Depuis 9 ans, Reine Cailton vit un calvaire. Arrivée aux urgences d'une clinique d'Angers le 2 février 2006 pour des maux de ventre, cette retraitée de 63 ans en est ressortie aveugle. Le tribunal de grande instance d'Angers va enfin examiner le dossier ce mardi 5 mai. Le Parisien revient sur le cauchemar de cette Angevine.

Quand Reine Cailton, alors âgée de 54 ans, se présente à la clinique de l'Espérance à Angers (Maine-et-Loire) pour des douleurs au ventre, le 2 février 2006, le diagnostic est rapidement posé : elle souffre d'une occlusion intestinale. "Mais la retraitée, laissée sans surveillance plusieurs heures, n'est opérée que vingt-quatre heures plus tard, malgré des signaux très alarmants", explique Le Parisien

"Un retard qui conduira à des aggravations successives de son état, là encore mal estimées par les médecins (dont l'un se contentera de prescrire des traitements par téléphone), et finalement à un arrêt cardiaque. C'est à ce moment précis que ses nerfs optiques ont cessé d'être alimentés, ce qui l'a rendue aveugle", poursuit le quotidien.
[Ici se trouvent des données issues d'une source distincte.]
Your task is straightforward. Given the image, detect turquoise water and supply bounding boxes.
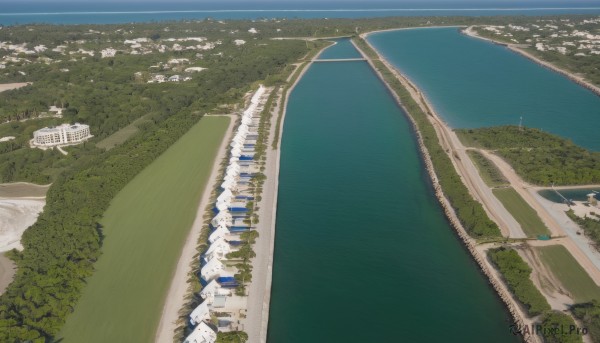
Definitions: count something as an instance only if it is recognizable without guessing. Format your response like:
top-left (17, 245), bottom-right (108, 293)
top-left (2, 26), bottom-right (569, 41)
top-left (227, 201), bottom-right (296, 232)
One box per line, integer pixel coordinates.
top-left (538, 188), bottom-right (600, 203)
top-left (369, 28), bottom-right (600, 151)
top-left (268, 41), bottom-right (518, 343)
top-left (319, 39), bottom-right (362, 59)
top-left (0, 0), bottom-right (600, 25)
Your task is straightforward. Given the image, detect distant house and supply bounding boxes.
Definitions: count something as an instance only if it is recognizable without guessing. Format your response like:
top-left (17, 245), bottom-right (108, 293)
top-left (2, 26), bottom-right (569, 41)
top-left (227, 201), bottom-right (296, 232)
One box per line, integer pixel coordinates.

Des expertises accablantes

Pour l'avocat de la retraitée, Me Nicolas Orhan, la responsabilité de la clinique, du chirurgien et de l'anesthésiste ne fait aucun doute. Il s'appuie sur plusieurs expertises médicales "accablantes", selon le quotidien. "La dernière, très sévère, liste une batterie de 'négligences fautives' : 'retard au traitement chirurgical', 'réanimation non conforme', 'décision inappropriée', 'prise en charge inadaptée'..."

Ma mère était une femme vive, brillante, apprêtée. Aujourd'hui, elle n'a plus goût à rien... Elle passe ses journées assise dans son fauteuil.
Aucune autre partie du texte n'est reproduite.